Open Access Gains Another Convert, AT&T Denies Poisition Change

A brief update on my recent post that AT&T recently conceded it might consider bidding on an open access license. Unsurprisingly, Frontline Wireless — the party pushing for the “E Block” public safety/open access network — filed a copy with the Commission stating that this proves that an E Block auction would attract bidders and that the business model is workable. In response, according to today’s (6/29) Communications Daily an AT&T spokesperson said: “Our position has not changed. As we’ve stated on the record at the FCC, mandated ‘open access’ conditions on licenses in the 700 MHz band should be rejected. We need to see the specific rules the FCC adopts for auction before determining our level of participation.”

The carefull reader will note that these statements are not inconsistent. Of course AT&T would prefer not to have open access, and — at the drop of a hat — will explain why open access is an unworkable awful idea and you should ignore all the evidence from Europe or from the U.S. until we abolished open access in 2005. But there is a huge difference between “we hate open access and think it’s a bad idea” and “we absolutely refuse to bid on a license with an open access condition and nobody else with any money would bid either.” Given that the most potent argument against open access from a political perspective is “don’t mess with the revenue” (as evidenced by the recent Op Ed in the Washington Post by two CTIA lobbyists wearing their “think tank” hats), proof that folks other than Frontline will even show up to bid (and folks with deep pockets at that) on an open access license is rather significant.

Meanwhile, open access for the 700 MHz auction continues to attract new supporters from different sectors of the industry. Northop Grumman, rather a heavy-weight in the equipment manufacture and public saftey/defense contracting world, filed this document supporting open access and explaining that yes, you really can construct a secure public safety network that shares spectrum with an open access commercial network. So much for “it will never work, it’s too hard, lets stick to what we’ve always done.”

In addition, the Frontline cover letter on the submission that introduced the “Well Connected” post with the AT&T interview stated that Citibank had made a presentation to the Commission “last week” explaining that open access is a workable business model.

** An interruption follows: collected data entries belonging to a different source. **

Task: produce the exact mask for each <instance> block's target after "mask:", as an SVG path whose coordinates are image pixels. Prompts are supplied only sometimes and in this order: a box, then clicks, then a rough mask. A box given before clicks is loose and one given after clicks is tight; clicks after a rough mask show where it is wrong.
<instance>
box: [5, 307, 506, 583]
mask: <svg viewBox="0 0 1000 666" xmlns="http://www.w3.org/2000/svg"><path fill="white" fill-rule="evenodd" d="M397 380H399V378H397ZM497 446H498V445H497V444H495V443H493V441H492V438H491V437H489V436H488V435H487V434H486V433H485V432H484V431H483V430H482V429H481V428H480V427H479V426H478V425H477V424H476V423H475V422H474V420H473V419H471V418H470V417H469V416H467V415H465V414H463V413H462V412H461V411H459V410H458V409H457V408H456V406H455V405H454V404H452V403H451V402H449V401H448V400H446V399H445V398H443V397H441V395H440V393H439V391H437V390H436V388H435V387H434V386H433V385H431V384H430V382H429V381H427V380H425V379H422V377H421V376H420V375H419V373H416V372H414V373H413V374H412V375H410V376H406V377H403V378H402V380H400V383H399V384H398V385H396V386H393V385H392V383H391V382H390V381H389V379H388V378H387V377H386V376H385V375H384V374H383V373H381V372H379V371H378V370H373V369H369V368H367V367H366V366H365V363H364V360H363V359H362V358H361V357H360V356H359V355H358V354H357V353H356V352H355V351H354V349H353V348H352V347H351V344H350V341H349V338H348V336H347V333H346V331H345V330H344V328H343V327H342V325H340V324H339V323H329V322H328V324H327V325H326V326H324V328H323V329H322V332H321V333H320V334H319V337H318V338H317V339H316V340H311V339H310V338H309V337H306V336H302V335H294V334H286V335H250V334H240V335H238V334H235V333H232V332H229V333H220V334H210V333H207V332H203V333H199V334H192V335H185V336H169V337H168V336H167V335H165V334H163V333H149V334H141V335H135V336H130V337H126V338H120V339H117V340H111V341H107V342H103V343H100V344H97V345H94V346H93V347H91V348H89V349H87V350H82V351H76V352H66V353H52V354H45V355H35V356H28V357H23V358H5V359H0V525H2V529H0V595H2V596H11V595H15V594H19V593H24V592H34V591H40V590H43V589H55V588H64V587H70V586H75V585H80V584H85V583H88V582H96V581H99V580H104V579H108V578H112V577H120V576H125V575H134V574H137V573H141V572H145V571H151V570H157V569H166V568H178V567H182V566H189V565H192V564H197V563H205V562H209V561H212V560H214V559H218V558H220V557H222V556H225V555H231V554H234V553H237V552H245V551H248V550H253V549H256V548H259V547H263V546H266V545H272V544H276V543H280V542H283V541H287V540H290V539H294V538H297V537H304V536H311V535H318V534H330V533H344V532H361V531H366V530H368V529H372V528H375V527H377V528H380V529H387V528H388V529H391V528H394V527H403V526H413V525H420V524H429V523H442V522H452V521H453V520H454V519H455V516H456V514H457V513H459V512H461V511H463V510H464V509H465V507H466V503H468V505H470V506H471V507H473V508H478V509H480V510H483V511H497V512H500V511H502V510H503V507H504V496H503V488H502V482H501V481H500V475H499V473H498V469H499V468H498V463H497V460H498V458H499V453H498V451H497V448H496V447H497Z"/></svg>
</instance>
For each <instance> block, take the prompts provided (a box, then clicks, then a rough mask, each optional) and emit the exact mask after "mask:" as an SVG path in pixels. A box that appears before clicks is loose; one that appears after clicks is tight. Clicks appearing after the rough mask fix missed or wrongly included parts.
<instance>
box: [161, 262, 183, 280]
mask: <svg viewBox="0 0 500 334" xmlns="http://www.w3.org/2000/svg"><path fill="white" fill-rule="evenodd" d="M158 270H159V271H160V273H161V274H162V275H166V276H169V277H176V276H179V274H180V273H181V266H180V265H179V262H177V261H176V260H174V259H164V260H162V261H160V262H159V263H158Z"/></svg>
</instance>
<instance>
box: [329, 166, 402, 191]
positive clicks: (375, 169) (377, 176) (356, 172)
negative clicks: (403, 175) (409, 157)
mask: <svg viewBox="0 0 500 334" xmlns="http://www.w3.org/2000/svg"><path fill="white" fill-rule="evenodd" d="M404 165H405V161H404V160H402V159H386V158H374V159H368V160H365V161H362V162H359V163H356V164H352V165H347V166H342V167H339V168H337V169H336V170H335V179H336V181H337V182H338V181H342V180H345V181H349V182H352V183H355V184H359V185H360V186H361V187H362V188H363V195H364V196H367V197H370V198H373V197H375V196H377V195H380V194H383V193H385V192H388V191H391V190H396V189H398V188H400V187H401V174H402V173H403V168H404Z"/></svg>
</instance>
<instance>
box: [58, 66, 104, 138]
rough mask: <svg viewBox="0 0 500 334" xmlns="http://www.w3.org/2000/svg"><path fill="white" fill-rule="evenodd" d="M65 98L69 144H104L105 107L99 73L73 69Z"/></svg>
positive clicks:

Annoyingly, I can find no record of this presentation in the record for Docket 06-150, but I may just be missing it (it is a pretty big docket). (UPDATE: My thanks to Susan Crawford for pointing me to the appropriate ex parte filing.)

But assuming that Frontline accurately describes a presentation that took place, we now have:

1) A statement by a major financial investor that open access is an attractive and workable model from a business perspective;

2) A statement by a major equipment manufacturer and network operator that commercial open access — even in the more complicated universe of a dual use public safety network — is technologically feasible;

3) A statement by a major incumbent that it would at least “look at” bidding on an open access license if the Commission adopts such a rule;

4) Statements by wireless equipment and wireless application providers that there is a desperate need for open access in the wireless world and in the provision of broadband services generally;

5) Over 250,000 individuals saying the status quo sucks and we want open networks and new providers.

On the other side, we have the entire incumbent industry and its usual cheer leading section chanting that everything is vibrantly competitive, we live in the best of all possible worlds, everything works perfectly and competitively, and even thinking “open access” too loudly will scare away bidders and reduce revenue to a fraction of the expected $10-15 billion. And besides, open access can’t possibly work either on the business side or the technical side.

And all the while, the clock ticks away, as everyone scrambles to get this done before the end of the summer.